More racist texts from ex-Mass State Police trooper Michael Proctor unveiled in murder case
Published in News & Features
BOSTON — More N-word-laden messages and racist photos on former Mass State Police trooper Michael Proctor’s personal cellphone have been made public.
The new messages, included in a motion to dismiss a murder case Proctor investigated, mention violence against Black people, the belief that they commit more crime and Proctor’s desire to not be around them.
“I was planning on tying a (N-word) up and dragging him from my bumper through the streets of Randolph,” Proctor sent in one of the dozens of messages included in the filing.
Lawyers for Myles King, a Black man accused of the 2021 murder of Marquis Simmons, argued that the messages prove that their client did not get a fair investigation.
“King moves to dismiss the charges against him on the basis that the lead investigator of his case held views so fundamentally racist and opposed to him as a black man that the entire investigation was tainted by the lead investigator’s bias,” his attorneys Rosemary and Nicole Scapicchio wrote in their motion, which was only recently unsealed. “No action save dismissal will be enough to clear that taint.”
King’s case is one of several that has been impacted by Proctor’s texts. The Norfolk District Attorney’s Office has said they are notifying defendants investigated by Proctor in all open and closed cases.
Proctor was fired by the Mass State Police after crude messages he sent about Karen Read while he was investigating her for the death of her late boyfriend Boston Police Officer John O’Keefe became public. After Read was acquitted last summer, she’s filed civil suits alleging misconduct by Proctor and the State Police which included other racist, sexist, and antisemitic messages Proctor sent.
The messages quoted in the motion to dismiss are from 2013 to 2023. In them, Proctor and his friends, including former Canton Police Officer Sean Goode, repeatedly use racial slurs to refer to Black people.
“2 park rangers stabbed in Boston Common… has to be the work of a (N-word),” Proctor wrote in one message.
In another, he said that he enjoyed a visit to a Newton movie theater and wouldn’t watch movies anywhere else, in part because the theater didn’t have any Black people, who he again referred to by a slur.
In these texts, slurs and racist texts are thrown into conversations about Nirvana, Dunkin Donuts orders and high school sports.
“Let’s get some horses and white sheets and burn a cross in the arboretum,” Proctor wrote in one text, seeming to refer to the Ku Klux Klan.
At one point, he writes to a friend that “we could use them (N-words) as dart boards.”
The friend replies, “I would love that. Perfect world.”
Then another person in the chat chimes in, “God can hear you two.”
In addition to the messages, the motion included photos from Proctor’s phone with racist jokes and overtones, like a picture of a Black child in a cage and an image of a jail captioned, “Why don’t black people get sunburnt? Because prisons are indoors.”

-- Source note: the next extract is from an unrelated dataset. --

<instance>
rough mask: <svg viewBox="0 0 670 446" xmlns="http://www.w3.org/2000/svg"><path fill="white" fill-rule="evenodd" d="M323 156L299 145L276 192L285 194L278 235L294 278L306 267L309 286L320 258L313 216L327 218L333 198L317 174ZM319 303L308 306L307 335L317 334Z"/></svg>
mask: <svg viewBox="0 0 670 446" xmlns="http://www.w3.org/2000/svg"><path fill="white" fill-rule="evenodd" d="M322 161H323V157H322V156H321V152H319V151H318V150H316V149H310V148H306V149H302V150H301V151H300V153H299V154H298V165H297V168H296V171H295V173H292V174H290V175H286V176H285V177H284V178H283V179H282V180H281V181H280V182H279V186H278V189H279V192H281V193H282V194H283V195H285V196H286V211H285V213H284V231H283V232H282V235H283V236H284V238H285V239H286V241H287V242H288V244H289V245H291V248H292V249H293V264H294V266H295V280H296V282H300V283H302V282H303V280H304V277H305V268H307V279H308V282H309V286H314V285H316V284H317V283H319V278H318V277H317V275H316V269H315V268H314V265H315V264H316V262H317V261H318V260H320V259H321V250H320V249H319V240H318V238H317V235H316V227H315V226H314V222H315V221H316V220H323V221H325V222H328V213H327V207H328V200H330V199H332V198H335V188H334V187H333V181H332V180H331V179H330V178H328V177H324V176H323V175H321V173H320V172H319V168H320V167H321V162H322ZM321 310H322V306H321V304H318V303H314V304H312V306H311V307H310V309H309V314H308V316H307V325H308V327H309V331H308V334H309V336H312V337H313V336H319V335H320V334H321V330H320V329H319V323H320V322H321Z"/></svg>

“These are only snippets of the derogatory language and offensive photographs that Proctor and his associates used,” King’s lawyers wrote in their motion.
They noted that Proctor was the lead investigator of King’s case and “had a hand in almost every aspect of the investigation.”
“As such, this entire investigation is flawed,” they wrote.
The lawyers referred to the investigation as a “modern-day lynching” and questioned how someone with explicitly racist views like Proctor could have investigated King, a Black man, fairly.
“This was not a search for truth,” they wrote.
Attached to the motion is a paper titled, “Biased and Biasing: The Hidden Bias Cascade and Bias Snow Ball Effects.”
The attorneys mentioned that Proctor was sending some of the messages amidst the investigation into King, giving the example of an exchange where a friend texted Proctor that, “Going from Cam Newton to Mac Jones is like driving through Mattapan Square and entering Milton.”
Proctor replied, “That’s great… accurate.”
They also argued that Proctor relied more heavily on evidence he received from white witnesses in the case and asked that an evidentiary hearing be held to dive deeper into Proctor’s potential misconduct.
Prosecutors plan to present evidence, referred to in the motion as the “fruits of Proctor’s racist investigation,” without calling the former investigator to the stand.
The defense argued that because the Commonwealth will not call Proctor as a witness, even if King calls him, Proctor can claim Fifth Amendment protections, making it so “the Commonwealth will have effectively immunized its own racist lead investigator from any meaningful cross-examination.”
They asked that if the case against King isn’t dismissed because of prejudice, it should be dismissed to discourage future misconduct, writing, “The message currently being sent is that it is acceptable to be a police officer and to hold beliefs that black people are animals responsible for all crime.”
King had been released on bail last year but is back in jail after being arrested by federal law enforcement for allegedly dealing drugs during pretrial release.